Once upon a time, it was hard to get companies to support LGBT organizations. They worried they would lose their non-gay customers if they were open about wanting gay ones.

So we got smart: We showed how much discretionary income same-gender couples without kids had. Never mind that it was less than opposite-gender couple without kids, it was still a good argument.

Not only did it give the marketing teams cover, it had the added benefit of being true: We were a valuable target market. “The color of diversity,” we would say, “is green.”

As some of the big companies came out as supporters, their employees came out as LGBT. Then their friends and family members started coming out as LGBT-supportive. Visibility was shifting every landscape. Next thing you know, 20 years later, we not only have friends in high places, we have our own people there —running companies, winning election to Congress and hosting major TV news shows.

King & Spalding controversy shows danger of basing our movement on marketing

Of course, we still have very few rights and some people who don’t pass get beat up and our campaign signs occasionally get defaced and we’re still fundraising fodder for the right wing…but it’s different now. We have multi-million dollar organizations working to secure those rights, and with the funding support of major international companies, we’re getting closer.

We envision a day when openly LGBT people will have equality on the law books and in daily life. We’ll be all of who we already are, openly and unafraid. And we’ll get married in any state and have a fair chance of becoming president. Of the country, not just the neighborhood association.

I can see it, can’t you? It’s so clear. It’s so…murky. Because last week we got thrown into the deep end of the pond, and while we were pulled out at the last minute, I’m still wiping the mud from my eyes.

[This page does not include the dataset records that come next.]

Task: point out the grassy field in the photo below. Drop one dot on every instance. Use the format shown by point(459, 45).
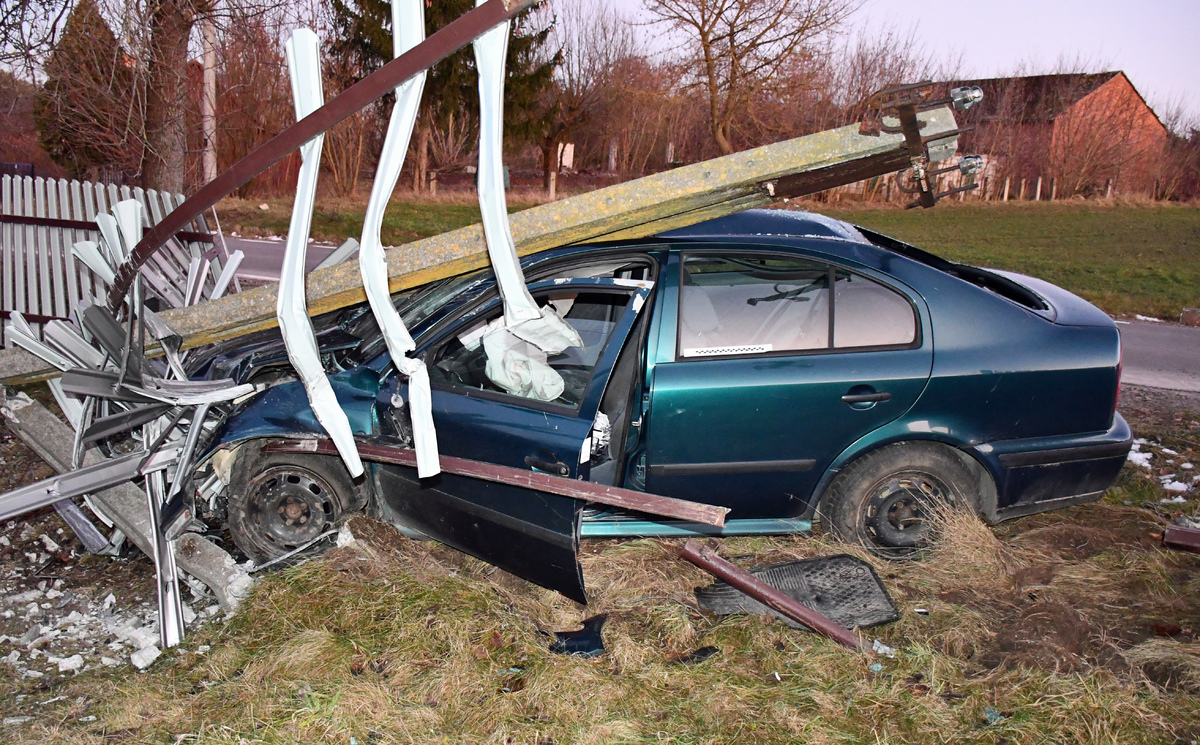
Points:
point(1126, 258)
point(1123, 258)
point(1072, 626)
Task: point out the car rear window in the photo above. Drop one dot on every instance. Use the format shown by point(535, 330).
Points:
point(742, 305)
point(975, 275)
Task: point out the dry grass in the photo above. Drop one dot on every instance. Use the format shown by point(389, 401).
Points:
point(396, 641)
point(1075, 626)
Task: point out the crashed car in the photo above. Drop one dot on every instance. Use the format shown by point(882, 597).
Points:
point(780, 364)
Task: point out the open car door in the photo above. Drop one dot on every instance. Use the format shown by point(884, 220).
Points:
point(499, 400)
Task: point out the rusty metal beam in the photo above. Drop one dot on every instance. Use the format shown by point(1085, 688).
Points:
point(707, 559)
point(611, 496)
point(436, 48)
point(1182, 539)
point(624, 211)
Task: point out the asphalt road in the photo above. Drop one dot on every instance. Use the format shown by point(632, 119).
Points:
point(1156, 355)
point(1161, 355)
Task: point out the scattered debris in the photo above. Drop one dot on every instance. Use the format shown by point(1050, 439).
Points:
point(1183, 539)
point(144, 656)
point(587, 642)
point(843, 588)
point(707, 559)
point(880, 648)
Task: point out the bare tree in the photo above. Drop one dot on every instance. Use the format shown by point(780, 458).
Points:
point(593, 40)
point(738, 47)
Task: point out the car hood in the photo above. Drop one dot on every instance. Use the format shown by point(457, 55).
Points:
point(1067, 308)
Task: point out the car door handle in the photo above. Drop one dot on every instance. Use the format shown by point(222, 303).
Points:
point(867, 397)
point(557, 468)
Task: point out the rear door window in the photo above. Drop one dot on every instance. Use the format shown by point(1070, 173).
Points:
point(747, 305)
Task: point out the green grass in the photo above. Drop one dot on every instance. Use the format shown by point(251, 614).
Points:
point(1123, 258)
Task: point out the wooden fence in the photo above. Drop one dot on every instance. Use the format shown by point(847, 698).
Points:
point(42, 218)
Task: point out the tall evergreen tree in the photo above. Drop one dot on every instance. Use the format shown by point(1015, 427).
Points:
point(363, 29)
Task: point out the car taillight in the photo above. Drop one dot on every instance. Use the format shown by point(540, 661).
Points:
point(1116, 396)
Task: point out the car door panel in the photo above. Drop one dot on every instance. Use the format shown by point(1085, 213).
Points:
point(756, 433)
point(532, 534)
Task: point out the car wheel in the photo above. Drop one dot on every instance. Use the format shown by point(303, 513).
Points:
point(280, 502)
point(885, 499)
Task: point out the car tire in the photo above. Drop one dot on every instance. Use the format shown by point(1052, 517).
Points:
point(279, 502)
point(882, 500)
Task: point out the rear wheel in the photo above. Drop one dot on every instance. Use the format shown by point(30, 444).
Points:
point(280, 502)
point(888, 499)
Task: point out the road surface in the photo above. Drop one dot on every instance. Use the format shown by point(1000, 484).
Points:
point(264, 257)
point(1156, 355)
point(1161, 355)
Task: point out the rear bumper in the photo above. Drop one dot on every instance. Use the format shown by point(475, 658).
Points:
point(1038, 474)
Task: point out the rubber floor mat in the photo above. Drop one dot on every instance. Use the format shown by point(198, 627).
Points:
point(843, 588)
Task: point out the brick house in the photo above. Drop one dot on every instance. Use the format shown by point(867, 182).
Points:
point(1084, 131)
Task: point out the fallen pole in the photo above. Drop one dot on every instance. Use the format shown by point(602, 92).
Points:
point(707, 559)
point(624, 211)
point(611, 496)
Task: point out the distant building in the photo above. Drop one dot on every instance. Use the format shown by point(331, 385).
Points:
point(1081, 130)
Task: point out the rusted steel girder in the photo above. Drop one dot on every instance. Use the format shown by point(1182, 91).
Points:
point(707, 559)
point(433, 49)
point(611, 496)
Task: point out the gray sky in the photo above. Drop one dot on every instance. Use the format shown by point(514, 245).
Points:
point(1156, 42)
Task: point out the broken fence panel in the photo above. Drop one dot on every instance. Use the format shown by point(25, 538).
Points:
point(707, 559)
point(291, 310)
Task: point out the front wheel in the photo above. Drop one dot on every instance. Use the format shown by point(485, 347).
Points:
point(279, 502)
point(887, 499)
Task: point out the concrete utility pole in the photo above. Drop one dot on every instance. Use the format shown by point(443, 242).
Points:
point(209, 100)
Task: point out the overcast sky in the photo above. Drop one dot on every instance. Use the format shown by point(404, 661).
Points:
point(1156, 42)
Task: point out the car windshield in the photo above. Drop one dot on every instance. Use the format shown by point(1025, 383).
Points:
point(419, 304)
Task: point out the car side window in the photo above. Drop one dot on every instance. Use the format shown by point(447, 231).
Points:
point(487, 356)
point(869, 314)
point(747, 305)
point(738, 305)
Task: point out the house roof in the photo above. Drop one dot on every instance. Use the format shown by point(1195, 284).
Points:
point(1032, 98)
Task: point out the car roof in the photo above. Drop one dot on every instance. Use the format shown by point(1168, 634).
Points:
point(769, 222)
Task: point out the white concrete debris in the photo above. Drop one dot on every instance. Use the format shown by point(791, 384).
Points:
point(70, 665)
point(144, 656)
point(345, 538)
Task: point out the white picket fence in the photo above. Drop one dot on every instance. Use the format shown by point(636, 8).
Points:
point(42, 218)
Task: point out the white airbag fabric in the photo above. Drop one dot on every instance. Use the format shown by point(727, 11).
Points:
point(408, 30)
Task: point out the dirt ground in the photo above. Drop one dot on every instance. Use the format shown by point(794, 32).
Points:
point(1081, 590)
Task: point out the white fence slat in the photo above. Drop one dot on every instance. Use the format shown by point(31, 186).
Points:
point(84, 209)
point(6, 230)
point(155, 208)
point(69, 240)
point(18, 246)
point(58, 235)
point(42, 238)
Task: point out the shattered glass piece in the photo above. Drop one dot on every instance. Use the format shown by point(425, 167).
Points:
point(587, 642)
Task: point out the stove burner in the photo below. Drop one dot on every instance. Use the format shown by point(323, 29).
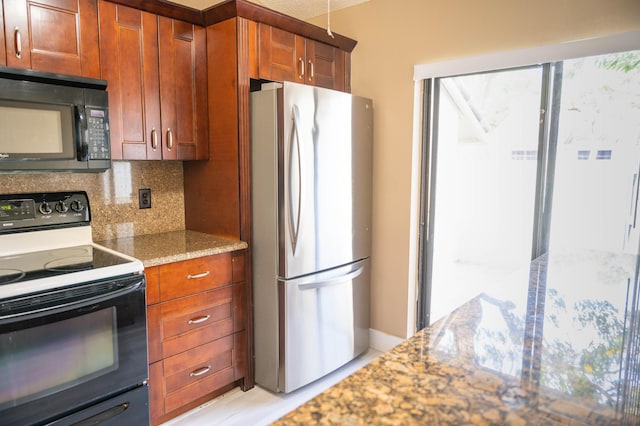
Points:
point(8, 276)
point(70, 264)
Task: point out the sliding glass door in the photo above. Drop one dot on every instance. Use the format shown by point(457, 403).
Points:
point(531, 205)
point(487, 130)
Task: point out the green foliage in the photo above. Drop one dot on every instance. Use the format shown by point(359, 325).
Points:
point(625, 62)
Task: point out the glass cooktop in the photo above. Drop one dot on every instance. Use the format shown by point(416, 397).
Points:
point(30, 266)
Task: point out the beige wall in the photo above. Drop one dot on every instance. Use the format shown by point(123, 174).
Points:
point(395, 35)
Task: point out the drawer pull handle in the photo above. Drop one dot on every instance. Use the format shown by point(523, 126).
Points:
point(200, 319)
point(169, 139)
point(200, 371)
point(18, 42)
point(154, 139)
point(196, 276)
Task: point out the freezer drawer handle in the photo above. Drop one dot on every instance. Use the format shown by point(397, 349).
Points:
point(196, 276)
point(200, 371)
point(199, 319)
point(332, 281)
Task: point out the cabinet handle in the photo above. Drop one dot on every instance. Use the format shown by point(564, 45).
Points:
point(169, 139)
point(198, 320)
point(196, 276)
point(200, 371)
point(18, 42)
point(154, 139)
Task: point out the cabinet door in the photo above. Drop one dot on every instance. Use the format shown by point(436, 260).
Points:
point(280, 55)
point(284, 56)
point(325, 65)
point(129, 59)
point(58, 36)
point(3, 51)
point(183, 90)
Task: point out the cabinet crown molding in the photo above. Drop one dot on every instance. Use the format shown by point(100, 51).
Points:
point(241, 9)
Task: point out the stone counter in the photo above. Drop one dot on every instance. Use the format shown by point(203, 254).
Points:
point(485, 364)
point(167, 247)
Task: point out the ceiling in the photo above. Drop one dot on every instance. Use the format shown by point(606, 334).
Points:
point(301, 9)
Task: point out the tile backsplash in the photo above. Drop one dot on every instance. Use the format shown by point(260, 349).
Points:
point(113, 195)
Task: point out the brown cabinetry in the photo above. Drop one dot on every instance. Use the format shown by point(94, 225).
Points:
point(59, 36)
point(156, 73)
point(196, 331)
point(284, 56)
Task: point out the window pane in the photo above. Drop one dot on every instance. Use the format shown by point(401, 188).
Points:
point(594, 237)
point(487, 147)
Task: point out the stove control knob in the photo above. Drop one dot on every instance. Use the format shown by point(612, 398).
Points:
point(77, 206)
point(45, 208)
point(62, 207)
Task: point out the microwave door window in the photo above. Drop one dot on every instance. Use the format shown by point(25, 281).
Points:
point(36, 131)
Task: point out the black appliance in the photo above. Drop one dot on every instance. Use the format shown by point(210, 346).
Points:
point(73, 340)
point(53, 122)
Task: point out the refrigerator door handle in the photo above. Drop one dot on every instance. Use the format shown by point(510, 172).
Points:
point(311, 285)
point(295, 227)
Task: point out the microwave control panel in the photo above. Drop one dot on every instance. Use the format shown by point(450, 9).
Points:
point(98, 133)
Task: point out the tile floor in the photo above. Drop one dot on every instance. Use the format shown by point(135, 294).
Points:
point(258, 406)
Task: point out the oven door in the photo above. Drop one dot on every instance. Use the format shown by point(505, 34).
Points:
point(68, 349)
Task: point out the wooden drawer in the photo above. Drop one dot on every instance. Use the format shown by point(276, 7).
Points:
point(203, 387)
point(197, 337)
point(198, 364)
point(194, 276)
point(193, 312)
point(182, 324)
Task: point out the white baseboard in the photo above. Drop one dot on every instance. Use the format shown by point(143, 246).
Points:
point(382, 341)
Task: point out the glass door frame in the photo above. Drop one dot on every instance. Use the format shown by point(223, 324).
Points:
point(547, 138)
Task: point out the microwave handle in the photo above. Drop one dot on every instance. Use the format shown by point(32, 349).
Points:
point(82, 148)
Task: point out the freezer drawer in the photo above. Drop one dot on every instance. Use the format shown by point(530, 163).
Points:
point(324, 323)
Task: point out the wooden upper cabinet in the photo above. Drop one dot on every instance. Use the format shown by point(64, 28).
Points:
point(129, 62)
point(59, 36)
point(183, 88)
point(155, 69)
point(284, 56)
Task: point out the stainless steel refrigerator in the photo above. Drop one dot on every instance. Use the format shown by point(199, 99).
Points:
point(311, 159)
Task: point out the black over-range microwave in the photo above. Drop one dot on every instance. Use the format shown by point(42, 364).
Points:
point(53, 122)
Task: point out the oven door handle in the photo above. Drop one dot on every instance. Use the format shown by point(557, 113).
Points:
point(78, 304)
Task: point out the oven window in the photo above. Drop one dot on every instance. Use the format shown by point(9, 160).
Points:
point(39, 361)
point(32, 129)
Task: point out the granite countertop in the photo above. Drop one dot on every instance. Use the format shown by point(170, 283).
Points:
point(167, 247)
point(488, 363)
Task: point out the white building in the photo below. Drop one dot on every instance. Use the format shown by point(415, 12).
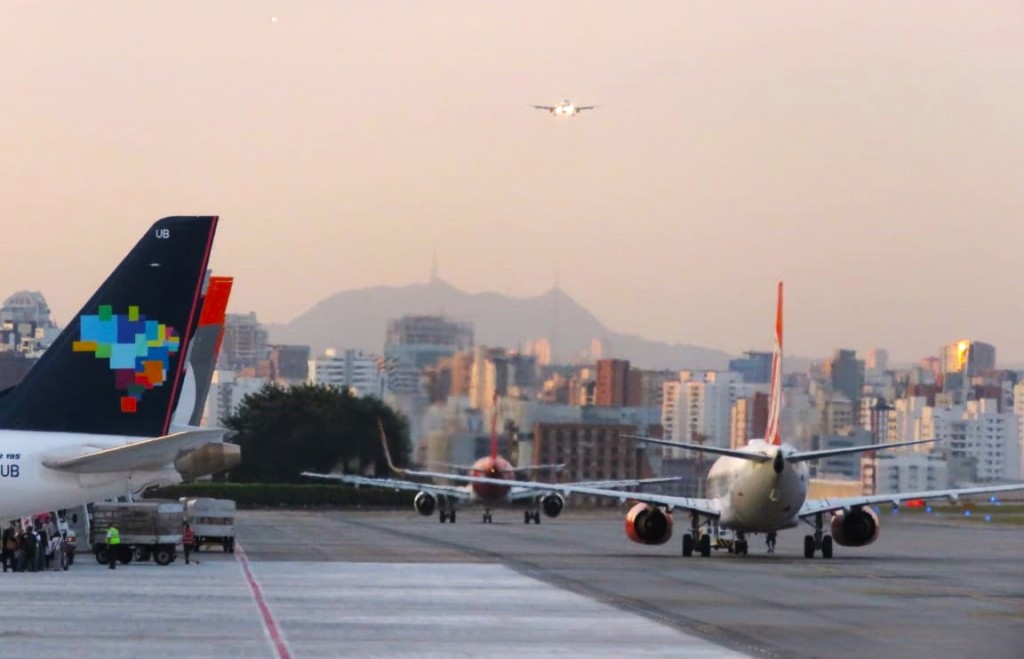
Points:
point(353, 368)
point(977, 430)
point(1019, 411)
point(226, 392)
point(697, 407)
point(910, 472)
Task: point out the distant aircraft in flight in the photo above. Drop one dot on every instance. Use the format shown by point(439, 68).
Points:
point(564, 108)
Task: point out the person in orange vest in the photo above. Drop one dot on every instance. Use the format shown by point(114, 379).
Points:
point(187, 539)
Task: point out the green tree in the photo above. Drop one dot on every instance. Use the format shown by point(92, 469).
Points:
point(286, 431)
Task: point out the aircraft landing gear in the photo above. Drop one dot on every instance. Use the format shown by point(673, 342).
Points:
point(705, 544)
point(818, 541)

For years, the Atlanta-based law firm King & Spalding walked the diversity walk, donating funds to organizations who work to make our dream a reality, touting its inclusion accomplishments on its website, generously sponsoring dinners and workshops.

And then, whiplash! We learned that for $500,000, King & Spalding had agreed to work against the very thing it claims to stand for. The law firm decided to represent the U.S. House of Representatives to defend the Defense of Marriage Act, the federal law that bans recognition of gay marriages.

Gay rights activists were outraged, and the controversy evaporated as quickly as it arose. The day before activists planned to protest near King & Spalding’s Atlanta headquarters, the firm announced it was dropping the case, and the attorney who agreed to take it said he was leaving King & Spalding to defend DOMA as part of another law firm.

Why would King & Spalding ever agree to defend DOMA? Perhaps they read the tea leaves and like so many felt a need to shift right. Or, were they just doing what we taught them — way back when “doing the right thing” wasn’t enough of an argument — and they were simply going for the money? And did they drop the case because they realized it was morally wrong, or because they realized they might lose more money than they would make?

The drama of the fall out, the conflict between those who genuinely felt they were “on the side of the law” and the shades of gray in accepting corporate green are enough to capture this filmmaker’s imagination — but even the best Hollywood ending of a DOMA defeat wouldn’t undo the damage along the way.

What can we learn from this on our journey to inclusion, as we sometimes grasp victories like “Don’t Ask, Don’t Tell” and other times slog through the mud of DOMA?

If we keep using economics to recruit support for our equality, do we set ourselves up for more controversies like King & Spalding, which may not have such happy endings?

Do we reject all corporate money because equality is sometimes sold to the highest or most recent bidder? Maybe we should only accept sponsors who support very specific components of full equality. Or, perhaps we might just take the money and run, because it’s that much less for the anti-fairness groups…

In a previous career, I too once touted the economic benefits of marketing to the LGBT community, personally viewing it as a way of our gaining visibility and eventually equality. Today, I wonder: Did I play a part in teaching the King & Spaldings of the world to focus on the money as the primary reason for supporting equality?

Even so, I can’t imagine how they thought — even for a moment — we could simultaneously be partners and opponents in the same fight for freedom.


Cindy L. Abel is an Atlanta-based filmmaker, currently directing “Breaking Through,” in which LGBT elected officials share their stories of living open, fulfilled lives.